The nightly workflow (.github/workflows/nightly-llm-security.yml, cron + manual dispatch) has two jobs:

  • promptfoo-guard (blocking) — runs promptfoo eval -c promptfooconfig.yaml with INJECTION_GUARD_MODE=block. Each adversarial case (e.g. "ignore all previous instructions…", DAN-style jailbreaks) asserts the response carries error.code === "SECURITY_001", i.e. the guard actually rejected the request.

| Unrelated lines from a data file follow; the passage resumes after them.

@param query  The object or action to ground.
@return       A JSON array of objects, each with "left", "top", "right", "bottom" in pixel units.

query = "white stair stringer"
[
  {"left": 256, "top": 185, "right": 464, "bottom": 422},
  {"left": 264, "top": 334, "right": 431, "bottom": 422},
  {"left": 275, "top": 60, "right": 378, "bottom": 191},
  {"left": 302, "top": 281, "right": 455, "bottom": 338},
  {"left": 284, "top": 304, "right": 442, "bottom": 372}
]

  • garak (advisory) — runs garak --probes promptinject,dan,leakreplay against a local OmniRoute instance (http://localhost:20128/v1). Gated on a provider secret (PROMPTFOO_PROVIDER_KEY); skips gracefully and is suffixed || true, so it reports without failing CI.

Coverage of the guard helper (createInjectionGuard / withInjectionGuard) spans every prompt-bearing /v1 route; prompt text is pulled from messages/input/prompt/query+documents/instructions/system by extractMessageContents() in src/shared/utils/inputSanitizer.ts.